The House of Lords has clarified what makes a message sent by means of a public electronic communications network "grossly offensive" and therefore capable of amounting to a crime under the Communications Act 2003 ("Act").
Leslie Collins, a constituent of North West Leicestershire who held strong views on immigration and asylum seekers, had over the course of two years made a number of angry telephone calls to the offices of his MP, David Taylor, and left racially offensive telephone messages using pejorative terms for various races. Lord Bingham, who gave the leading opinion, branded Mr Collins' language as: "beyond the pale of what is tolerable in our society".
The Act makes it a crime to send (or cause to send) a message or other matter by means of a public electronic communications network that is "grossly offensive or of an indecent, obscene or of a menacing character". A "public electronic communications network" means an electronic communications network provided wholly or mainly for the purpose of making electronic communications services available to members of the public. In essence, what this means is that the "improper use" provisions in the Act will apply to messages sent over mobile or fixed line communications networks from voicemail messages to texts and emails.
The Law Lords, led by Lord Bingham, held that the aim of the law was not to protect people from unsolicited messages but to prevent the use of a service provided and funded by the public for the benefit of the public for the transmission of communications to contravene the basic standards of society.
Further the Lords ruled that it does not matter whether such a message is actually listened to or received and it is not necessary for a recipient to be personally offended by the message.
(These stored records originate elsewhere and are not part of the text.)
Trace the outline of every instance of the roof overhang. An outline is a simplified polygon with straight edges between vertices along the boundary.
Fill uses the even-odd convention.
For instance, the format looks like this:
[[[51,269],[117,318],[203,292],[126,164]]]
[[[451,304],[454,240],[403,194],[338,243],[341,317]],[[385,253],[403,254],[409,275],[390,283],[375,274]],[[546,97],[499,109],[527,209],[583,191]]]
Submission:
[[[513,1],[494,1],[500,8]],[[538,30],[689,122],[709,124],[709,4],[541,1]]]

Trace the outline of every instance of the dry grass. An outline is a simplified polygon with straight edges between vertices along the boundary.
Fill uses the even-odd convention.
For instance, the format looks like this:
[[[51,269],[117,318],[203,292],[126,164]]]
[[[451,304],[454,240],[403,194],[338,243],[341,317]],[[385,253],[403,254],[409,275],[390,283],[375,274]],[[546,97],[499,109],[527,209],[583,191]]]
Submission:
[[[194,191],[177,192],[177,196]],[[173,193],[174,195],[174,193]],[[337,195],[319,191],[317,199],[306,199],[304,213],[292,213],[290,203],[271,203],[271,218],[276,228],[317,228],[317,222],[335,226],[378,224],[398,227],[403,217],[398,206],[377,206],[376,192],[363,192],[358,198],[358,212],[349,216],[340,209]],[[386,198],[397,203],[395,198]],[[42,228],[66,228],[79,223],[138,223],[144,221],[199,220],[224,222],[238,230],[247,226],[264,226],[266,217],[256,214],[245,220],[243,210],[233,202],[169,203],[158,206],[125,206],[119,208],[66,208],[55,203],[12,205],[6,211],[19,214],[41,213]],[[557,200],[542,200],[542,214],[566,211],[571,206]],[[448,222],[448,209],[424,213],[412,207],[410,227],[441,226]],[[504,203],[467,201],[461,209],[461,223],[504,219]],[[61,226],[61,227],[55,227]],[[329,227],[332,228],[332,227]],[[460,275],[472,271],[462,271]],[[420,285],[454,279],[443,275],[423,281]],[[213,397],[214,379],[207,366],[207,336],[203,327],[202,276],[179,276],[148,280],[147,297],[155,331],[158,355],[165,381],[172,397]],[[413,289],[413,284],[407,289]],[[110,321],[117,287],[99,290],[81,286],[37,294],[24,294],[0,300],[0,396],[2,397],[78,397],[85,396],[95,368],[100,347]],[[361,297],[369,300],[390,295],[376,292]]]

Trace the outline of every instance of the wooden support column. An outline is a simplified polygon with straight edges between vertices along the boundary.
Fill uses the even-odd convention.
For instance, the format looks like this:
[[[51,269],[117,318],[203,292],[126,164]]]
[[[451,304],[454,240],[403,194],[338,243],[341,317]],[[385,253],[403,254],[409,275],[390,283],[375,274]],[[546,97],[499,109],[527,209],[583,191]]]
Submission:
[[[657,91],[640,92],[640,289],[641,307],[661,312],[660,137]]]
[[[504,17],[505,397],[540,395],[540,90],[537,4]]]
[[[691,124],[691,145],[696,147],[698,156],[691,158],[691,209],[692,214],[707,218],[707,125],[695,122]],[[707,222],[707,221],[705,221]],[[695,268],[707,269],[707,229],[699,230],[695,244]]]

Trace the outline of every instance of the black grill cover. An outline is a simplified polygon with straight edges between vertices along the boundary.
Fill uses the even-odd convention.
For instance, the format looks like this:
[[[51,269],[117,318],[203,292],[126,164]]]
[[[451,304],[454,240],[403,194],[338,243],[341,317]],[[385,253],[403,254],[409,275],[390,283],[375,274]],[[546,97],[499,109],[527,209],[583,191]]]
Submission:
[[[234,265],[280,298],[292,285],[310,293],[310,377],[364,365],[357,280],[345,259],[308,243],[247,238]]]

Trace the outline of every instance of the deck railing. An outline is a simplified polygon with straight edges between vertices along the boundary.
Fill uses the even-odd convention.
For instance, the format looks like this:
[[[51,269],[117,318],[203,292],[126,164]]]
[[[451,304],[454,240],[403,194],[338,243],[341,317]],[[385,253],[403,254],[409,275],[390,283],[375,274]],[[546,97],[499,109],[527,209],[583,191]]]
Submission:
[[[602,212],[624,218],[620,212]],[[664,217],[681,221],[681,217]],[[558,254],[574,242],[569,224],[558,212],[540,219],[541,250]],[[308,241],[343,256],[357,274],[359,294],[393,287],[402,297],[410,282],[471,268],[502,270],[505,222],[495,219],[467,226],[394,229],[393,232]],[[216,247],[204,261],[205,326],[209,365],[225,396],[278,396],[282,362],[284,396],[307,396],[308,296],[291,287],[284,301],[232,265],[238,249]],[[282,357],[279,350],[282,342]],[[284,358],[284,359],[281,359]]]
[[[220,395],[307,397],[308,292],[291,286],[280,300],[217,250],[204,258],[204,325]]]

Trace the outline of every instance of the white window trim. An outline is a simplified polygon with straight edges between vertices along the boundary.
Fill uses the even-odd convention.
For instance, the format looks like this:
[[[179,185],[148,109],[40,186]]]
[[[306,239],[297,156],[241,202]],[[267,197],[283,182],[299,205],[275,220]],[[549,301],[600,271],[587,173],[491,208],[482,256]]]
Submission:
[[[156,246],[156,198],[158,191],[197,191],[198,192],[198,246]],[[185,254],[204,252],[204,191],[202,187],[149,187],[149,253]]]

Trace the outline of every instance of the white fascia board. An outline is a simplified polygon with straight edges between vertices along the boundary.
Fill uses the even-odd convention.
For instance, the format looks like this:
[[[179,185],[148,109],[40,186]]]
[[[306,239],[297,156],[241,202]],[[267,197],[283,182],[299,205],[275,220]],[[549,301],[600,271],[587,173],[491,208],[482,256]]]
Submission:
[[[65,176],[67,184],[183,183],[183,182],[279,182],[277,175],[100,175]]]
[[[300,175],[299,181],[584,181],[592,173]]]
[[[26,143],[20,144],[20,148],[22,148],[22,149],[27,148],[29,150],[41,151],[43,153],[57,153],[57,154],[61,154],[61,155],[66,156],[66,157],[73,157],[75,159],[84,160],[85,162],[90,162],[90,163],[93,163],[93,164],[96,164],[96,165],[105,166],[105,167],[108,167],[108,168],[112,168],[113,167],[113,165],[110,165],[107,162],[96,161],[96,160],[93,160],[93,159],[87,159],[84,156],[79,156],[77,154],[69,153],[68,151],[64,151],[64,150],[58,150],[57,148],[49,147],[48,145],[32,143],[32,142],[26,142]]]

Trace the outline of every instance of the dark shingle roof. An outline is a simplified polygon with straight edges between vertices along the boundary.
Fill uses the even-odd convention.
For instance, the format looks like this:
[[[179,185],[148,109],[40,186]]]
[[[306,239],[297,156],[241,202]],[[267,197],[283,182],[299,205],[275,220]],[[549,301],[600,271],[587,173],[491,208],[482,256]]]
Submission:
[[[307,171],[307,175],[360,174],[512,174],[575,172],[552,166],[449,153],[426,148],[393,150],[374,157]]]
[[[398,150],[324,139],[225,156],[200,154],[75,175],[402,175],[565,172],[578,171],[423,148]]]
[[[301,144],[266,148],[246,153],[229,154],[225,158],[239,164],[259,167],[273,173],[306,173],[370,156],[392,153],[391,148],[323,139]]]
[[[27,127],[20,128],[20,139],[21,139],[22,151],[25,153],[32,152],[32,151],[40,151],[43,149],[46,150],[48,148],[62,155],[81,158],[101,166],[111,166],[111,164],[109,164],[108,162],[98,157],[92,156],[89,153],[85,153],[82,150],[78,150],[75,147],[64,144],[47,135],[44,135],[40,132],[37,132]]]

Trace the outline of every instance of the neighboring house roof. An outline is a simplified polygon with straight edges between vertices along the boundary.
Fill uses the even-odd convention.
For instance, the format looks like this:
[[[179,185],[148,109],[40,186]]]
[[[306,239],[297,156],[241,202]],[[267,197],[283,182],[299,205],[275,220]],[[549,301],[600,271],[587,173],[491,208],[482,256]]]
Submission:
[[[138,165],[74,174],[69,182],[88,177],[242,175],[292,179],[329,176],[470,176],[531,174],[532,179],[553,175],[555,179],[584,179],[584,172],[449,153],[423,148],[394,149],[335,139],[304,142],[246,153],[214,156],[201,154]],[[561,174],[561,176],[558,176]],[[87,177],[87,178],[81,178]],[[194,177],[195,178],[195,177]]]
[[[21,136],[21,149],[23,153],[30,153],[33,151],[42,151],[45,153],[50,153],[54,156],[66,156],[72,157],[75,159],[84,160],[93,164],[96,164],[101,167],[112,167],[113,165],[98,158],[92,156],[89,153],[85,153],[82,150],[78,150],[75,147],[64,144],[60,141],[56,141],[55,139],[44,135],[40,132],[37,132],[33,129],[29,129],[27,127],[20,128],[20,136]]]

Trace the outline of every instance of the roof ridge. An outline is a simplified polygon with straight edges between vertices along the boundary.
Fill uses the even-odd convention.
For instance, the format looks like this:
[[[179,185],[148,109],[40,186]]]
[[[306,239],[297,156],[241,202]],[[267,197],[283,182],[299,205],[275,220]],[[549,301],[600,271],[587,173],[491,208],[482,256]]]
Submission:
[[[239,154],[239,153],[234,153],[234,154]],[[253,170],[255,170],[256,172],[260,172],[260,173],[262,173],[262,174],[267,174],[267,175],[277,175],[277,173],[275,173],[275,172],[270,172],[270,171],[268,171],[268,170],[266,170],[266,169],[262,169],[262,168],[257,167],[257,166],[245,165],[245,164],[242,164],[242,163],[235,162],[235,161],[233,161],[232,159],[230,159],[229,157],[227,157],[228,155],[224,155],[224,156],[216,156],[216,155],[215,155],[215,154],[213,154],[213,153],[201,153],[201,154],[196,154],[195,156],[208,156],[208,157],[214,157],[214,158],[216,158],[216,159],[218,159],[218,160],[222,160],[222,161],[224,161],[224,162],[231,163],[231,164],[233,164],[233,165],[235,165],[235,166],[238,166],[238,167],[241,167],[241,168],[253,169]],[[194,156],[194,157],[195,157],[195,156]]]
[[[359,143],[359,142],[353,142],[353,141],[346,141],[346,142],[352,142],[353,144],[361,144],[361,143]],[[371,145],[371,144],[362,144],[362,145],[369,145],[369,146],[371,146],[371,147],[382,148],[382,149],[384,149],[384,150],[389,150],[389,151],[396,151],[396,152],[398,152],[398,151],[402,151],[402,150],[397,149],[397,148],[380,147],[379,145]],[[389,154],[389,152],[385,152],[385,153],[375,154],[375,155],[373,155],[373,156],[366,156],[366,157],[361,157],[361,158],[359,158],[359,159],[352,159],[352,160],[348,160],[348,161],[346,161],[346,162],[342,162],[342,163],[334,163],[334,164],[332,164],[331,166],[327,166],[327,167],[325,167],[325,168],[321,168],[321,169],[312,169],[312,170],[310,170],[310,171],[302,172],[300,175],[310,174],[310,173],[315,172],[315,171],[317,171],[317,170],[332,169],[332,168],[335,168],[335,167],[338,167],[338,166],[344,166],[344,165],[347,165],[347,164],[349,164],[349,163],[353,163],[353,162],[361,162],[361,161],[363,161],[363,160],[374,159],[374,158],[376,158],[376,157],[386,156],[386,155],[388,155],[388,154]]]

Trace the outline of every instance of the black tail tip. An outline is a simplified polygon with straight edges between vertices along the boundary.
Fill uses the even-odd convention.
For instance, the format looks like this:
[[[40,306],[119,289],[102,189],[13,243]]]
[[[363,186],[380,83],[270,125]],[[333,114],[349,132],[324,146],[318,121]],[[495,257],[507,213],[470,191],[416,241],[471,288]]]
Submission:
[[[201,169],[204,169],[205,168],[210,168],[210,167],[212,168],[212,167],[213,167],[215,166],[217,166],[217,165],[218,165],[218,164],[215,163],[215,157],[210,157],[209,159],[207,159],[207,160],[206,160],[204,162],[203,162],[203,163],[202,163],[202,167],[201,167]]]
It is a question of fact whether a message could be deemed grossly offensive. In judging this, the Lords ruled that a court would consider the reaction of a hypothetical reasonable person and the standards of an "open and just multiracial society."
Lord Bingham said: "Usages and sensitivities may change over time.... there can be no yardstick of gross offensiveness otherwise than by the application of reasonably enlightened, but not perfectionist, contemporary standards to the particular message sent in its particular context. The test is whether a message is couched in terms liable to cause gross offence to whom it relates."
A person will be criminally liable where a message is couched in such terms that it shows an intention to insult the people to whom the message relates or where facts known to the sender about an intended recipient render (or are likely to render) the message peculiarly offensive to that recipient.
The Lords decision came about after an appeal by Director for Public Prosecutions ("DPP"). The DPP failed in its original prosecution after Mr Collins was found not guilty by magistrates ruling that although his messages were offensive, they were not "grossly offensive".
Although the case here involved telephone messages, the ruling will also apply to all electronic messages sent over a public network. Organisations should therefore carefully consider guidelines on use of potentially racially offensive language when drafting their telephone, email and Internet use policies for employees in order to avoid any damage to their reputation should their employees abuse their communication systems while at work.